# Master Carbon?



## Guest (Jan 22, 2007)

I would love to get my hands on a Master X light but seeing as it has been discontinued I am considering getting a Master carbon.

I would have liked to build up the Master light as a nice century bike, something for long solo soul riding probably with Chorus and new (and tasteful) wheels.

The carbon rear triangle is not something I really want, so I may hold out for something on Ebay but the 'lights' seem to come around like a blue moon.

If anyone has a Master Carbon I would like their honest opinion.

Cheers.


----------



## tmluk (Sep 19, 2005)

If you are interested in an all-steel Colnago Master, you still can get it in Europe, UK for sure. I think WindWave (distributor) in UK is supplying dealers with all-steel Master frames.
http://www.windwave.co.uk/colnago_index.html
See "Master X-Light" on the left.

Good luck. IMHO, all steel Colnago is way more beautiful.


----------



## Guest (Jan 23, 2007)

tmluk said:


> If you are interested in an all-steel Colnago Master, you still can get it in Europe, UK for sure. I think WindWave (distributor) in UK is supplying dealers with all-steel Master frames.
> http://www.windwave.co.uk/colnago_index.html
> See "Master X-Light" on the left.
> 
> Good luck. IMHO, all steel Colnago is way more beautiful.

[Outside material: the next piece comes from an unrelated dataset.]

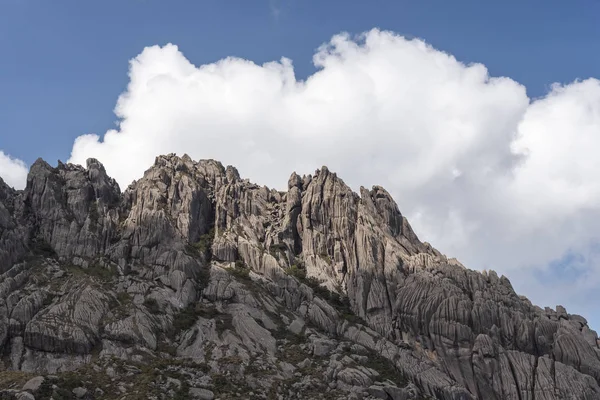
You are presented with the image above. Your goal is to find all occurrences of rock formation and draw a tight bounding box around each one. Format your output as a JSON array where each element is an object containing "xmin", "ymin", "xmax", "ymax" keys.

Thanks. I searched around and found a couple of places with them available. I also tried Maestro but they said they only deal with the Benelux distributor who do not follow the all steel master.

Windwave said they could order one and it would take 10 weeks. They said that they are not available for stock but only for special order. Looks like they will cost a fair wack also.


----------



## T-shirt (Aug 15, 2004)

the_rydster said:


> Thanks. I searched around and found a couple of places with them available. I also tried Maestro but they said they only deal with the Benelux distributor who do not follow the all steel master.
> 
> Windwave said they could order one and it would take 10 weeks. They said that they are not available for stock but only for special order. Looks like they will cost a fair wack also.


I hope that I am not sending you on a "wild goose chase", but have you thought about Japan? http://www.colnago.co.jp/products/road/master_x_light/index.html Their MXL's appear to come standard with steel forks.

Best of luck to you,
Tshirt


----------



## terry b (Jan 29, 2004)

The Master is back as an all-steel bike. I think the Master Carbon was discontinued after 06 due to paltry sales. 

"Back by popular Demand, the Master X Light. Columbus and Colnago developed the DT15V steel tubeset for the Master in 2003. It became the lightest steel frame manufactured by Colnago.

The Master X Light delivers the classic steel ride that turns rough roads silky smooth. The master X Light was discontinued in 2005. The "Steel Is Real" crowd let their demands be known and Colnago brought back a true classic. The Master X-Light is available in 17 sizes between 49cm-65cm, and comes in 5 colors."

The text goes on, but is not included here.